Each recipe mentions the recipe writer and the radio airing. The terrific design – I am talking layout and font – make this an easy and delightful recipe book to follow. I tend to use recipes as starting points and then add my own twists and biases. But to have a clear and accessible set of ingredients and instructions matter. Once I enter the cookbook zone I become a test kitchen, and cooking becomes discovery, a bit like poetry writing does!
peanut butter sandwiches
how we hold our babies close buttonholed for hours the sound of laughter that is a simmering horizon defines memory invention delight the plump toes were a stone’s throw from rhyme and song the lungs flung wild open I simmer alphabet soup simply floating a message
Paula Green from Cookhouse
I now have a list of recipes I want to make, and a list of ingredients to add to my click n collect order. I have tried ‘Simply the best banana cake’ (Annabelle White) and it is excellent. Next time I will add chunks of dark chocolate. I have tried Allyson Grofton’s ‘Ginger crispies’, equally good. Sometimes I swap the ginger for Central Otago apricots and always include chunks of dark chocolate. Lauraine Jacob’s ‘Whole orange and date muffins’ are sublime. Next up to try is Dame Alison Holst’s ‘Spicy fruit loaf’. I loved Nicola Galloway’s ‘Oven roasted ratatouille with basil oil’, and am keen to try Melissa Hemsley’s ‘Chickpea wraps’, Niki Bezzant’s ‘Pea, mint and halloumi fritters with tomato and capsicum sauce’ and, for the first time in years, to make a quiche again, (Rosie Belton’s ‘Zucchini quiche’). Plus I think I will have Al Brown, Lucie Corry, Julie Buiso, Nadia Lim and Peter Gordon seasons. Big fan of their recipe books.

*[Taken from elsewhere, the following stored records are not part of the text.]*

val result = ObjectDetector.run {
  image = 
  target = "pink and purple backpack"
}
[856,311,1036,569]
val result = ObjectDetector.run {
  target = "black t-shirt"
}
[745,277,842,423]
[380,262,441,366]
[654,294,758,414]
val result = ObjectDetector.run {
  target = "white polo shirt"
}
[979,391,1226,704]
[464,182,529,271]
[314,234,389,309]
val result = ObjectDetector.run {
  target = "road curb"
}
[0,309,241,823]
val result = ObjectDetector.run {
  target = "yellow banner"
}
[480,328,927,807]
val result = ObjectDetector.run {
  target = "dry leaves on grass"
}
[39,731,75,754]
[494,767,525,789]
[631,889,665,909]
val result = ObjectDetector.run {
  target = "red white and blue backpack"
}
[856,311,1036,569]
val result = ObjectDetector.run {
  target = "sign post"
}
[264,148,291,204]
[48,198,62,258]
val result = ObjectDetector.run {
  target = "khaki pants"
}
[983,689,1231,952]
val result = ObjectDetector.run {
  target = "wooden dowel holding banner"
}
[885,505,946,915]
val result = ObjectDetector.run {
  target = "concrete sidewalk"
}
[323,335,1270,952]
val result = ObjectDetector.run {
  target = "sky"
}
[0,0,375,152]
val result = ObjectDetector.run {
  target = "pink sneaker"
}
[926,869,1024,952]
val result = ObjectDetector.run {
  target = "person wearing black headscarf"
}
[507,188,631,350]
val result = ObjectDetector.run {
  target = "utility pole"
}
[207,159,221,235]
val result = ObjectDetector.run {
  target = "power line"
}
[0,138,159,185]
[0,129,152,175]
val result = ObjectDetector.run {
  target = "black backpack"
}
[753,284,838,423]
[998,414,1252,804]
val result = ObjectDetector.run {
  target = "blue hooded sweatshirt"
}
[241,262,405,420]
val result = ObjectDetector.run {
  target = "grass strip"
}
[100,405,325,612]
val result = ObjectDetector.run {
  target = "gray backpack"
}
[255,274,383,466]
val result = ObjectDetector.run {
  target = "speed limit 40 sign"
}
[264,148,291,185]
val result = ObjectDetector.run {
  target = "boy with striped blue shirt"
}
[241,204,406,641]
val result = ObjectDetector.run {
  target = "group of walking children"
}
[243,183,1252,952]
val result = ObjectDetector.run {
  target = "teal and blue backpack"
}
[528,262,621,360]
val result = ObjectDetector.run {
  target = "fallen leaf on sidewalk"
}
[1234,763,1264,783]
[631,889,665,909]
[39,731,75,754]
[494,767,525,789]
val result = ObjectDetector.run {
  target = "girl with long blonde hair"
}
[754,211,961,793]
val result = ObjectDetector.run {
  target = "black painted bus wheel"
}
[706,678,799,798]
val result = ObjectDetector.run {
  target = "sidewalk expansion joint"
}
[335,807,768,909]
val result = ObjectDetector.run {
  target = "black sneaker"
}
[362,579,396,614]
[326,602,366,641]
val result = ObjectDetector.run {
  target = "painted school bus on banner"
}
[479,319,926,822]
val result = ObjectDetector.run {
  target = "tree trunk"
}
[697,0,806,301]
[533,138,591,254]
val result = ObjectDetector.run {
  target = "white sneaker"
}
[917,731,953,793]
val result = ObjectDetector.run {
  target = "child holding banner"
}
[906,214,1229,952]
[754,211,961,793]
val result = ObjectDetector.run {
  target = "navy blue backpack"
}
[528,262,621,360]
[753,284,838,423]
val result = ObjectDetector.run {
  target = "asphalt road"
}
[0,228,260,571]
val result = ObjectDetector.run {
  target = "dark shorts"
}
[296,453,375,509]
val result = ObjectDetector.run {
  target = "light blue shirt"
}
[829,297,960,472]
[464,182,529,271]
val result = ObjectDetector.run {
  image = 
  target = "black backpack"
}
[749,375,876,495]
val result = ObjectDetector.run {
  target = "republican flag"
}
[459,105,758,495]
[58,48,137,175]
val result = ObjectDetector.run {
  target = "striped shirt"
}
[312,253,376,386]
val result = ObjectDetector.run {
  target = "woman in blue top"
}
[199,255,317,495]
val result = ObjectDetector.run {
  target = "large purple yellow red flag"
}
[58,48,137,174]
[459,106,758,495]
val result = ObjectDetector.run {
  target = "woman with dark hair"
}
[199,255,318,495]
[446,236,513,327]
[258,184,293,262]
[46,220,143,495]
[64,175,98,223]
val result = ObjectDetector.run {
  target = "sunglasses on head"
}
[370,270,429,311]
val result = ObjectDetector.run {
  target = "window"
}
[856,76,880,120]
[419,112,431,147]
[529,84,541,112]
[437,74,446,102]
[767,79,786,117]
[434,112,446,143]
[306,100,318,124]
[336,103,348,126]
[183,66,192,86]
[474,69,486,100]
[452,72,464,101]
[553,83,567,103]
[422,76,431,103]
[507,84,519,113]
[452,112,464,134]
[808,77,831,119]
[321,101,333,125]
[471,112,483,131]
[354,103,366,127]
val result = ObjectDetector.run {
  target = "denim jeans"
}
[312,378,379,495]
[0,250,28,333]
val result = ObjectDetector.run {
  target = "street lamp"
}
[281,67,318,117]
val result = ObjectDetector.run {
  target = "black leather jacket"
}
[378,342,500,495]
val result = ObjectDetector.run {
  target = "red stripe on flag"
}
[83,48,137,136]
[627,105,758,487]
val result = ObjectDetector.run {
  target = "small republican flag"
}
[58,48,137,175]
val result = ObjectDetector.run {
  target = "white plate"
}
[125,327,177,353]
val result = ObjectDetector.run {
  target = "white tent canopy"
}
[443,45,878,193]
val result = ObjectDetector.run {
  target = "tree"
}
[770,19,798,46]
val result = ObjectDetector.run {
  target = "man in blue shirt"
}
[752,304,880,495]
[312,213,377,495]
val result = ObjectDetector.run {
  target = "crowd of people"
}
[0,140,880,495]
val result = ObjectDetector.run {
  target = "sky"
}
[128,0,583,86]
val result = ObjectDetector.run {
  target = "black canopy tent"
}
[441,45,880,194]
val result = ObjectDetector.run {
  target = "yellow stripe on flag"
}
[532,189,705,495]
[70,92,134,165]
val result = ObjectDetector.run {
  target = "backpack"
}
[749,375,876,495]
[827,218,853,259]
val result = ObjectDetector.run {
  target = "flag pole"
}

This is a book to cover in the floury stains of living. It is a treasury indeed! And it’s bravo Massey University Press, and Kathy and David.
pasta primavera
summer peaks interpret the time of our lives when zucchinis eggplants red peppers
stew a flurry of kiss and tell or simmer rivers stones mountains coastlines
David Cohen is a Wellington journalist whose work appears frequently in New Zealand media. Overseas, he has been published in The Spectator, the Daily Telegraph and the New York Times, among others. He has reviewed restaurants in Ireland and Italy, attended cooking schools in South Africa, and written widely about the food scene in Aotearoa. A writer by day, fledgling chef by night, he has a longstanding personal passion for Persian cuisine. In addition to his own previously published titles — there have been six — he has co-authored a cookbook, Ima Cuisine, with Auckland restaurateur Yael Shochat. He moonlights as a senior producer on Morning Report.

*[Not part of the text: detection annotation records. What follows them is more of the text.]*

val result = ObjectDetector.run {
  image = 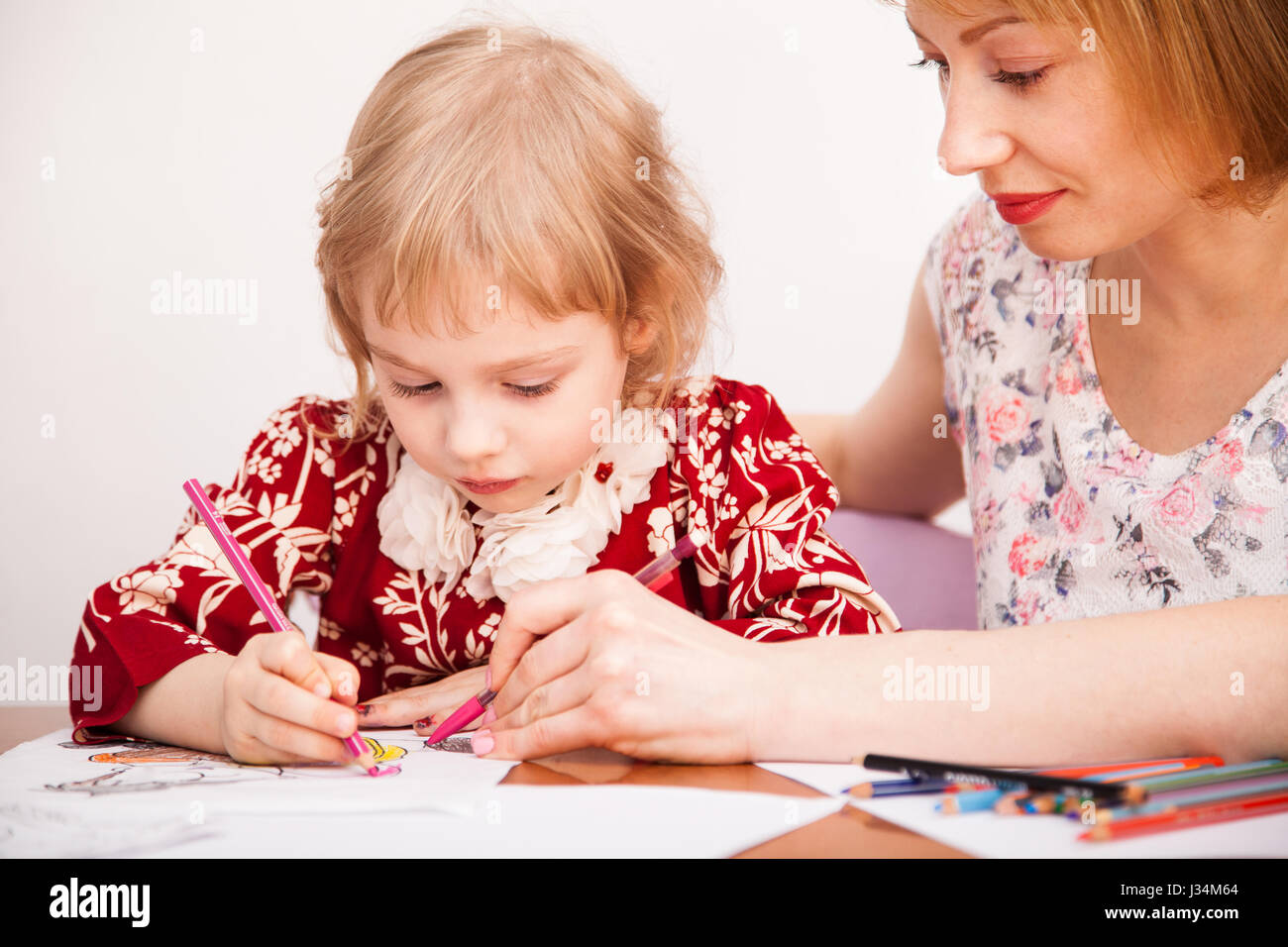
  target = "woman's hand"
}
[358,665,488,737]
[219,631,358,763]
[473,570,772,763]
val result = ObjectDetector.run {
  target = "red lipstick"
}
[989,188,1068,226]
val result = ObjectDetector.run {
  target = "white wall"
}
[0,0,975,680]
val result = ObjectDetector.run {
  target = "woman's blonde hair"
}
[884,0,1288,214]
[316,22,724,437]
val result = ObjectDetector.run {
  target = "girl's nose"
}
[447,412,506,464]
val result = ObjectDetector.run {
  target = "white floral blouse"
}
[924,196,1288,627]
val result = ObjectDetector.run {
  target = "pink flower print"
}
[979,388,1029,445]
[1008,532,1052,579]
[1013,588,1042,625]
[1051,487,1087,536]
[349,642,376,668]
[1153,474,1212,535]
[1055,359,1082,394]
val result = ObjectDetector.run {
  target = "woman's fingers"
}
[362,665,488,727]
[492,605,602,720]
[485,666,597,753]
[473,703,604,760]
[488,570,643,690]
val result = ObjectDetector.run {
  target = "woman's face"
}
[362,274,638,513]
[907,0,1190,261]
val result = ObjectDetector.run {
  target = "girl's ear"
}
[626,316,657,356]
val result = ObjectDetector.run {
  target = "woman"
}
[374,0,1288,764]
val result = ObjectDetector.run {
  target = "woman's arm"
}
[791,259,966,517]
[752,595,1288,766]
[476,571,1288,767]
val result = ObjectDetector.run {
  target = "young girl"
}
[71,20,899,763]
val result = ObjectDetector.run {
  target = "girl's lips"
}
[456,476,523,493]
[989,188,1068,224]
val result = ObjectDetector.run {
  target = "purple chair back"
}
[824,506,979,630]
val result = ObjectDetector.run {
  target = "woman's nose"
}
[939,85,1015,175]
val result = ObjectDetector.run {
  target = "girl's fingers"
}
[313,651,361,707]
[259,634,331,698]
[242,710,353,763]
[242,670,358,746]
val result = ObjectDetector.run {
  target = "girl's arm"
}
[791,259,966,517]
[752,595,1288,767]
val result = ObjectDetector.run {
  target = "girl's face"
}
[362,277,641,513]
[907,0,1189,261]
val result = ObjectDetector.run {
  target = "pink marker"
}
[183,479,380,776]
[425,528,705,746]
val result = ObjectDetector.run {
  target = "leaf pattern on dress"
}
[72,376,899,740]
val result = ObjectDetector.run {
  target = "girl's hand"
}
[220,631,358,763]
[358,665,488,737]
[473,570,762,763]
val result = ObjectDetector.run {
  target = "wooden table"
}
[0,706,967,858]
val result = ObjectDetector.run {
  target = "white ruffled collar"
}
[376,407,675,601]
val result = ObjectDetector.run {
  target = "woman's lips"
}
[456,476,523,493]
[989,188,1068,224]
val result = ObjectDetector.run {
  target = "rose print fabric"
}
[924,196,1288,627]
[71,376,899,742]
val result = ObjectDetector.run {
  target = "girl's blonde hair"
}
[884,0,1288,214]
[307,23,724,437]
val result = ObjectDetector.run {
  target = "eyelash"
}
[389,378,559,398]
[909,59,1051,91]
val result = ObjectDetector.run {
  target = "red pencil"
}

Kathy Paterson is a writer, recipe developer, food stylist and photographer. A plentiful herb garden and a trial-and-error vegetable garden give her the starting place for her recipes, along with her love of the classics with a modern twist. Her latest projects include the successful cookbook Meat & Three, a book showcasing New Zealand food and encouraging readers to cook with premium meat and seasonal vegetables, along with taking the lead on Cosy, a Food Writers New Zealand digital publication produced during the first lockdown in New Zealand, with all the proceeds going to city missions and food banks through the organisation Meat the Need.